During his tenure at Google, Drummond was involved in lawsuits the company fought against GEICO, Viacom, Microsoft and the Association of American Publishers. He played a central role in Google's right to be forgotten dispute in Europe and the company's exit from China in 2010. He also oversaw major acquisitions including YouTube, Android, DoubleClick and Motorola Mobility. Drummond is an advocate for freedom of speech and diversity.

Drummond was charged by the SEC in 2005 with causing Google to violate securities law because he failed to advise the company's board that the company was required to register $80 million in stock options used as compensation for employees. The SEC said in its press release, "By deciding Google could escape its disclosure requirements, and failing to inform the Board of the legal risks of his determination, Drummond caused the company to run afoul of the federal securities laws." In January 2005, Google and Drummond settled the complaint by agreeing not to violate securities laws in the future. Neither Google nor Drummond paid a fine or acknowledged wrongdoing.

Drummond and other Google executives were defendants in a trial in Italy which began in 2009 over a video of a child being bullied which had been uploaded to Google Video in 2006. None of the executives charged had any involvement with the creation or posting of the video and Google removed the video after being notified by authorities. The case could have had ramifications for content providers around the world. In 2010, Drummond and two other Google executives were found guilty of privacy violations and handed six-month suspended sentences. They were cleared of defamation charges. In December 2012, the convictions and sentences were overturned on appeal.

Drummond joined Uber's board of directors in August 2013 after Google Ventures led a $360 million funding round for Uber. Drummond stepped down from the board in August 2016 amid reports he had been shut out of board meetings due to his conflict of interest on self-driving cars. Drummond also sat on the board of Crisis Text Line, a not-for-profit organization, from 2012 to 2018. In 2014, Drummond was appointed a board member at Kohlberg Kravis Roberts, where he sat on its conflicts committee.
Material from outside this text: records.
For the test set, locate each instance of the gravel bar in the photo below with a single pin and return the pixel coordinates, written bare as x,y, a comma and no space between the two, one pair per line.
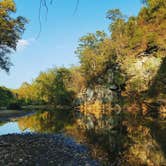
42,150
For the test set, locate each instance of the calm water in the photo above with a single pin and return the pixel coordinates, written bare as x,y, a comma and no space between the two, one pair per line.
41,122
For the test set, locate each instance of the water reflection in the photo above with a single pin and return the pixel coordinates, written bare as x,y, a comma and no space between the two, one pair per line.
45,122
11,127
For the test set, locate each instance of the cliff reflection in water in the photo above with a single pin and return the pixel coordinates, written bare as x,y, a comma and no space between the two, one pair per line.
46,121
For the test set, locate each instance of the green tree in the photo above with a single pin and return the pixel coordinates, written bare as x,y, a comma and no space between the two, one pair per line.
11,30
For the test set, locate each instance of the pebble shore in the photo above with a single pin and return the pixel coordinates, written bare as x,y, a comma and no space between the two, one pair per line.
43,150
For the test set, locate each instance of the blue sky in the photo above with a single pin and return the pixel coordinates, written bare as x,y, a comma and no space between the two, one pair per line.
60,34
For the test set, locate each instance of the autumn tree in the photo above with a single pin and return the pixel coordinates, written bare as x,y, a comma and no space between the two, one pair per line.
11,30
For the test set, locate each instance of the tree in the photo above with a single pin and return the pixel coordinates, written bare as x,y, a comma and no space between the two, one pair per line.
11,30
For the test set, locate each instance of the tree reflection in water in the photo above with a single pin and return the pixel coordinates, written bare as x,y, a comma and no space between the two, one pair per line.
46,121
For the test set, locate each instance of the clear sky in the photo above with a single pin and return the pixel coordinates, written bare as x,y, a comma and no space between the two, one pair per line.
60,34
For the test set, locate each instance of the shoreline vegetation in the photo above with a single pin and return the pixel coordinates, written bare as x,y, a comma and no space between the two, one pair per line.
116,97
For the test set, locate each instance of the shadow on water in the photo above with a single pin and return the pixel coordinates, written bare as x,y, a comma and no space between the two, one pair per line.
46,121
158,132
157,92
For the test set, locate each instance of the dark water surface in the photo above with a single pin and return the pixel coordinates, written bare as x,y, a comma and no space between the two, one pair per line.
39,122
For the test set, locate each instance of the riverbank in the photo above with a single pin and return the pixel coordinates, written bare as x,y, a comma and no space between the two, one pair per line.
43,149
9,115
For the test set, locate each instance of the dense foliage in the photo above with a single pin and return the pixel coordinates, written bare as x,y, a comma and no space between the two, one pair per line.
119,88
11,30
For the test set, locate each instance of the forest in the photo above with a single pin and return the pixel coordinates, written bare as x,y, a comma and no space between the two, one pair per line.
116,97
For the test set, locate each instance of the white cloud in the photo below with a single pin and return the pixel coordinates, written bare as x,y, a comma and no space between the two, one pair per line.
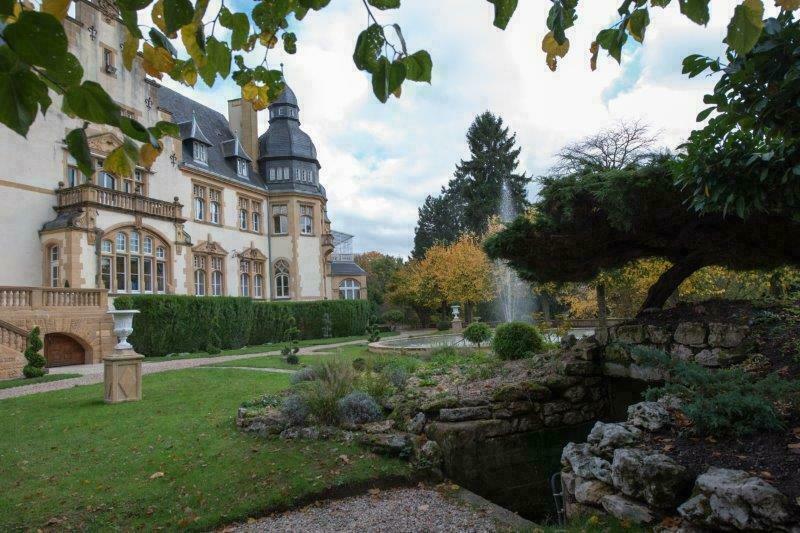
380,161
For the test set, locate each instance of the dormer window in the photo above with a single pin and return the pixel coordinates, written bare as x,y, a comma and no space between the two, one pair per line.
200,152
241,167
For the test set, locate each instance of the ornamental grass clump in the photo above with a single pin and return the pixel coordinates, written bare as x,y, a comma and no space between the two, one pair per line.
36,361
515,340
359,408
722,401
478,333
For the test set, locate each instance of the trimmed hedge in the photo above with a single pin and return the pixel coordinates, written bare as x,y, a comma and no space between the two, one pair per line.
175,324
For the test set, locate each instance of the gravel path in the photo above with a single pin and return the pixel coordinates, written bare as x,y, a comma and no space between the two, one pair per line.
94,373
396,510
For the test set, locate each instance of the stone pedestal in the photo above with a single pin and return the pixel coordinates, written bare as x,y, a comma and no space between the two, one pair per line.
123,376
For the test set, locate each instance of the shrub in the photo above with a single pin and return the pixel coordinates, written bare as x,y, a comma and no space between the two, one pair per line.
723,401
295,410
393,317
397,376
334,380
516,340
306,374
177,324
359,408
36,361
478,333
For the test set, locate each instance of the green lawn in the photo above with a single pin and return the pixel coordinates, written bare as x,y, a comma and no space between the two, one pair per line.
19,382
276,361
273,347
70,460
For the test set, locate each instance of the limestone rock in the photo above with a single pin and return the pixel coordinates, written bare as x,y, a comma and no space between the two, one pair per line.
691,333
648,415
726,335
584,463
735,500
626,509
681,351
459,414
629,333
394,444
590,491
652,477
657,335
416,424
604,438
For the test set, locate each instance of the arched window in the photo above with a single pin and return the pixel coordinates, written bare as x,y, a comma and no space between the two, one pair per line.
349,289
53,255
281,279
128,264
258,286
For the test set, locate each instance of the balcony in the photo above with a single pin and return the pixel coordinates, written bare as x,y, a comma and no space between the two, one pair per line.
91,195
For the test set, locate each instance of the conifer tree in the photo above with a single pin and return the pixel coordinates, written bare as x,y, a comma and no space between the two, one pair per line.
36,361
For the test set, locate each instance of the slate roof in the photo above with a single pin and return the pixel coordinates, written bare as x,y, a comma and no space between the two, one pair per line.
215,127
341,268
284,139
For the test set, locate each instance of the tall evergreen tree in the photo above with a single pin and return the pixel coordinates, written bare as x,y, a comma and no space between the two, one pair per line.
478,181
439,222
474,194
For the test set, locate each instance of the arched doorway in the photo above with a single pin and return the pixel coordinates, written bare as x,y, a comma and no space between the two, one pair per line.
63,350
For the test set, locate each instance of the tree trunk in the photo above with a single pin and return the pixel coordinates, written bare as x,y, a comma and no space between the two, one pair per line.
669,282
602,314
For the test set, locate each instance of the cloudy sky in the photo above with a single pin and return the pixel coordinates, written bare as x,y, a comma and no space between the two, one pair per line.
379,161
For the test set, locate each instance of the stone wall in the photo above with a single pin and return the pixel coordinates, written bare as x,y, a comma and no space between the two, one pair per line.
616,472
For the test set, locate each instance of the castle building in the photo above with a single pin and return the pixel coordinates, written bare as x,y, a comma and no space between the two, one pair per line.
223,211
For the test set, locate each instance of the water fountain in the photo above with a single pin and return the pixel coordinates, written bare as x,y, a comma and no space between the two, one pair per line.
514,298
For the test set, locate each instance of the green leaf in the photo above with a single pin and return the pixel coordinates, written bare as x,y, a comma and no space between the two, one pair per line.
78,147
384,4
612,40
290,42
418,66
503,10
745,27
177,13
368,48
23,93
637,24
90,102
387,78
239,24
38,39
696,10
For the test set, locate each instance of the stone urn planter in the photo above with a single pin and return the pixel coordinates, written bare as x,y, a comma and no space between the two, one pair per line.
123,367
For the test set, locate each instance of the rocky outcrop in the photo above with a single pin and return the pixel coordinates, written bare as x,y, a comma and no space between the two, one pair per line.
614,471
733,500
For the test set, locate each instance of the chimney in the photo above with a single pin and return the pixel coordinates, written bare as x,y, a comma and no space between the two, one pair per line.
244,120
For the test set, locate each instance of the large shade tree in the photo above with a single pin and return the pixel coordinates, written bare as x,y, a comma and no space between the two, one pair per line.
588,223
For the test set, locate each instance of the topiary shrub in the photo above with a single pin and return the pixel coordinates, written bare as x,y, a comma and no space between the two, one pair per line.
306,374
721,401
478,333
392,318
295,410
359,408
36,361
515,340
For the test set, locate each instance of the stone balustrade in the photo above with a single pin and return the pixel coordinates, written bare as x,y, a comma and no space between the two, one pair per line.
45,297
91,195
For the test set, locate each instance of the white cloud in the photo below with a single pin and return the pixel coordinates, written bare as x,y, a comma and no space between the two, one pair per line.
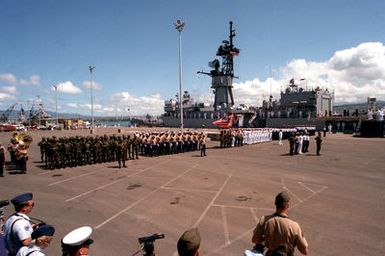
6,96
121,102
67,87
12,80
8,78
9,89
72,105
95,85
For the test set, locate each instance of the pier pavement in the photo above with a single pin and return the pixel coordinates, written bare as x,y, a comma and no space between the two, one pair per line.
338,198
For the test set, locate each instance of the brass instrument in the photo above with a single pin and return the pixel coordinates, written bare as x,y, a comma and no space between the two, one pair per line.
24,139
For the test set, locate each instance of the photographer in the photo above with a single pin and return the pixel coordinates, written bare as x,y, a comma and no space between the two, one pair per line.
18,228
41,239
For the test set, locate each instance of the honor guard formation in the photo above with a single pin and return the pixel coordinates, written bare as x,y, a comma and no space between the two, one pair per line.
18,150
77,151
274,234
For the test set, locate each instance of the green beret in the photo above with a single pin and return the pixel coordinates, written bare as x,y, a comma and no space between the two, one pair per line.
282,197
189,242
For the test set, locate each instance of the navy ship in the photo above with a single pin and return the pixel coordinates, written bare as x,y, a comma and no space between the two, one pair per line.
296,106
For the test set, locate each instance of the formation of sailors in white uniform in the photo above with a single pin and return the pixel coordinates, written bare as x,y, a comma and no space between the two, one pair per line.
257,135
378,115
234,137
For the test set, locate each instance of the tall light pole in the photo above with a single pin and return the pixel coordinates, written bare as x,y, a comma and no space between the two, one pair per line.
91,69
57,117
179,25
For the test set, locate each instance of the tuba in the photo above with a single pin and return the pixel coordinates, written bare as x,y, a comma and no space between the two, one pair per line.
24,139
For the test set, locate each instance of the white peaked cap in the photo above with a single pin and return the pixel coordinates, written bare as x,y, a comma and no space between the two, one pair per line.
77,236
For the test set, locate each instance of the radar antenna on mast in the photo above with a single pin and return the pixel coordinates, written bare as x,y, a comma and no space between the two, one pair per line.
222,77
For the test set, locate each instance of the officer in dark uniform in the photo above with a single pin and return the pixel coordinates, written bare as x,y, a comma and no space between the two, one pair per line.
318,141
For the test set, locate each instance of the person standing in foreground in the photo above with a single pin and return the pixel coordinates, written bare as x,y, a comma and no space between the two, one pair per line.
77,242
318,141
280,135
18,228
2,160
41,239
278,233
189,243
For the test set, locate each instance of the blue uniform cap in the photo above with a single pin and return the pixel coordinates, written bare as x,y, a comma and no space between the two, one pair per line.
20,199
44,230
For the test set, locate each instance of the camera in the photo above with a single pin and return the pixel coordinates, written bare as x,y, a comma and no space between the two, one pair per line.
150,239
148,243
4,203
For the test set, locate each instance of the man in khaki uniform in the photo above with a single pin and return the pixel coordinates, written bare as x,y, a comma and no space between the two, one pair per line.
278,232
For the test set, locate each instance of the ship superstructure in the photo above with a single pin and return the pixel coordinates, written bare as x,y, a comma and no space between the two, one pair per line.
196,114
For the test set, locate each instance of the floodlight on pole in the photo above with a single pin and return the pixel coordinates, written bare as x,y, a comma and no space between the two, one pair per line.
91,69
179,25
57,117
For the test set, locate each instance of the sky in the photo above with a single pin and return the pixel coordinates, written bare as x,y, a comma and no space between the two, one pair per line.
134,46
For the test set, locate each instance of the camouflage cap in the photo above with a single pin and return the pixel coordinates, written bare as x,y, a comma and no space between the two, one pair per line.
189,242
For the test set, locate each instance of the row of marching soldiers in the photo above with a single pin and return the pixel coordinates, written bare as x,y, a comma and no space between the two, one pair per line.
166,143
76,151
18,150
238,136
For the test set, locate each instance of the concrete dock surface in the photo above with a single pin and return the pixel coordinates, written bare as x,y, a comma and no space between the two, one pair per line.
338,198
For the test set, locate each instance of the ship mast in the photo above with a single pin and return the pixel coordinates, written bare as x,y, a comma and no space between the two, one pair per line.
222,79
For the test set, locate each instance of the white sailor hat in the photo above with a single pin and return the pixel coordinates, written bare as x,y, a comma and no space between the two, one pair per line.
78,237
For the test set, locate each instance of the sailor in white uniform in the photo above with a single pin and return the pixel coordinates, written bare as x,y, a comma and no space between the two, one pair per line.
41,239
18,228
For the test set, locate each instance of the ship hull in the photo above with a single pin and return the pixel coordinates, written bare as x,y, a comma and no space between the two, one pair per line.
269,122
189,122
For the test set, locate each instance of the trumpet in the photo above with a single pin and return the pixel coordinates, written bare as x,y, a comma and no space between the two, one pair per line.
24,139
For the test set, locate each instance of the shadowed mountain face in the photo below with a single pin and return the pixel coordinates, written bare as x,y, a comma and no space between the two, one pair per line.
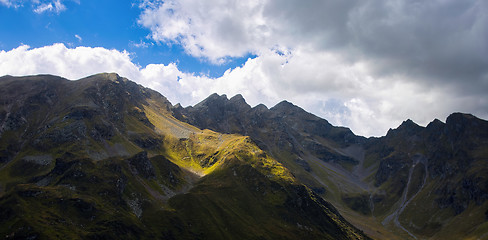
416,182
103,157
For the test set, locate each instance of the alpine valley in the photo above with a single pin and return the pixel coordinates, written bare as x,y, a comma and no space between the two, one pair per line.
105,158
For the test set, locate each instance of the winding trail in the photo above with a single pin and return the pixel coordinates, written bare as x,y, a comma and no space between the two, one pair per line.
416,159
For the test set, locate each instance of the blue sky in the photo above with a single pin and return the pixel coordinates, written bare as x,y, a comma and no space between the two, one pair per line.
367,65
109,24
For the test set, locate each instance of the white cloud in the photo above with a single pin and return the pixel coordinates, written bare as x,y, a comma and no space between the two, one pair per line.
54,6
11,3
350,96
78,37
373,63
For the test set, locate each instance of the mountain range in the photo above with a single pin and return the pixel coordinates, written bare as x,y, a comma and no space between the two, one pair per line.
103,157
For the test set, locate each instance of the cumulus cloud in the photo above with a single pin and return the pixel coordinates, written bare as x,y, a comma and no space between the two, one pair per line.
350,97
365,64
38,6
78,37
11,3
54,6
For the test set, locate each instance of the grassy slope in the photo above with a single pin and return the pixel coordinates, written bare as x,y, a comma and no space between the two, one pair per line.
194,185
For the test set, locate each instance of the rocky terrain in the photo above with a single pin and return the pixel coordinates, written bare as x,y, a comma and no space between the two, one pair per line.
415,182
105,158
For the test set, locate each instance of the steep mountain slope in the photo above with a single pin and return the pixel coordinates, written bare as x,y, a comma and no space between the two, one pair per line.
415,182
103,157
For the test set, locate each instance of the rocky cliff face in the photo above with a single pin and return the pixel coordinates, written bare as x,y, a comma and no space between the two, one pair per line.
105,158
389,180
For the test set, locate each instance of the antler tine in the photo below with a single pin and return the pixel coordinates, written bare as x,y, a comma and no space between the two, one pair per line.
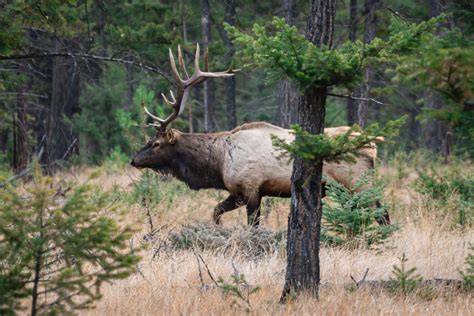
156,118
182,66
172,96
167,100
206,60
173,68
197,71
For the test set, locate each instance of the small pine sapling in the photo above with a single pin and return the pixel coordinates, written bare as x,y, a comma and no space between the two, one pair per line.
58,246
404,281
350,215
239,288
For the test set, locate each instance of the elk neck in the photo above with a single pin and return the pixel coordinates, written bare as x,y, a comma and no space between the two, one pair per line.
199,159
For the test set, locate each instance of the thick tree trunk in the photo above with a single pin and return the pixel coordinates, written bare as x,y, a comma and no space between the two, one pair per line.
287,91
351,103
209,123
229,56
304,223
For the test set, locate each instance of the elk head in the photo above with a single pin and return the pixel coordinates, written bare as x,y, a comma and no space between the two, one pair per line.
158,152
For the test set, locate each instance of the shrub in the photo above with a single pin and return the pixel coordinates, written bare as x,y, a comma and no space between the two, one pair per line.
350,216
442,185
58,245
404,281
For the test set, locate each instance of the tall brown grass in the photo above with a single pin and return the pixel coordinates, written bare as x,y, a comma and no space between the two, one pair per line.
177,283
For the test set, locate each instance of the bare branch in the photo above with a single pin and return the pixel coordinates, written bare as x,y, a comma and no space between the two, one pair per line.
355,98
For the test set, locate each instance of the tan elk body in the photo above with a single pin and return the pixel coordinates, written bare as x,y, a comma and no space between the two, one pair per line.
242,161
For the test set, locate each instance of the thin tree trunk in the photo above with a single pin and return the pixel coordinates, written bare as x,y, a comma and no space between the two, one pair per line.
130,87
65,93
229,56
351,103
209,123
20,149
370,7
437,133
287,91
304,223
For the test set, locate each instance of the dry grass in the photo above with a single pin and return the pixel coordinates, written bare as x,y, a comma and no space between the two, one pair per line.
170,282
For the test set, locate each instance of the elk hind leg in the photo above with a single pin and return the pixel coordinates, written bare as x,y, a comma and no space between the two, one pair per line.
253,210
385,218
230,203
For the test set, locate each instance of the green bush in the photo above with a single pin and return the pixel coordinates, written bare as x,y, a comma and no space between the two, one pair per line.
58,245
442,184
404,281
350,215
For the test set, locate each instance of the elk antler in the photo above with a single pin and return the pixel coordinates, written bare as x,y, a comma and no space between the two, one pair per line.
179,102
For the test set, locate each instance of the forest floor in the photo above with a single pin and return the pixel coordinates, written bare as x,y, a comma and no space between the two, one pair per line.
178,282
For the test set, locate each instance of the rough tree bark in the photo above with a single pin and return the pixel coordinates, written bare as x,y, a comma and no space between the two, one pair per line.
436,132
287,91
351,103
370,6
208,86
304,222
229,56
65,92
20,149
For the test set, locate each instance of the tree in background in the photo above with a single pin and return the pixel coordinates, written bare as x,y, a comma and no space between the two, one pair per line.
208,86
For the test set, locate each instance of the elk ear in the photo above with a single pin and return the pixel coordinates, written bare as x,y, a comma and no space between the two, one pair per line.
172,136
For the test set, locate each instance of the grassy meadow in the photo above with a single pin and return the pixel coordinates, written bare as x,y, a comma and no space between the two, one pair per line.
189,278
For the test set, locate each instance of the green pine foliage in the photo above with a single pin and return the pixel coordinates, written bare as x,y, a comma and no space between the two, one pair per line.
282,51
58,245
404,280
239,288
443,65
349,217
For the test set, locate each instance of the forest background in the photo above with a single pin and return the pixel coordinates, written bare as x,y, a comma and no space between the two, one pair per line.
74,74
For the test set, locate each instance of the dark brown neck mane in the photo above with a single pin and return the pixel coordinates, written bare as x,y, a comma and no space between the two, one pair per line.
198,160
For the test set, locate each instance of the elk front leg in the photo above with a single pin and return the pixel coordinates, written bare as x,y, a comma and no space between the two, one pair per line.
230,203
253,210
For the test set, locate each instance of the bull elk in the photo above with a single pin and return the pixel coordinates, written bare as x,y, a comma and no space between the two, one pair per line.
242,161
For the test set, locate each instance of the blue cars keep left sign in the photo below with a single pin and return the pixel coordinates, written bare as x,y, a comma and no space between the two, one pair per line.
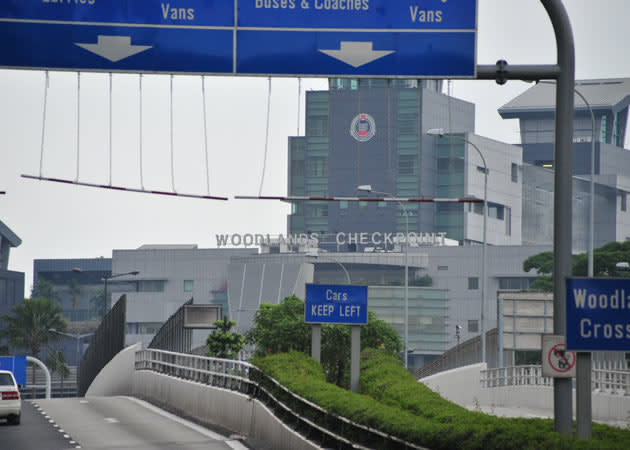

His compensation from Google's parent company, Alphabet Inc., was US$47,282,232 in 2018, US$664,252 in 2017, and US$664,387 in 2016. Drummond is an investor and advisor to the media company Ozy.

On January 10, 2020, it was announced that Drummond would leave Alphabet to retire, effective January 31, 2020, following scrutiny for potentially inappropriate relationships. He will not receive an exit package. In the months leading up to his announcement, Drummond sold off over $200 million of his Alphabet stock.

== Personal life ==
Drummond has a son born in 2007 during an extramarital affair with Jennifer Blakely, at the time a Google employee in the department he oversaw. Drummond's relationship with Blakely was detailed in a 2018 The New York Times exposé on sexual misconduct by executives at Google. Drummond married Corinne Dixon, an employee in Google's legal department, around September 2019.

Alphabet's board of directors, including Drummond, were sued by shareholders in January 2019 for allegedly covering up the sexual misconduct by executives. The board formed an independent committee and hired a law firm to investigate how executives handled the claims.

David's elder brother is jazz bassist Ray Drummond.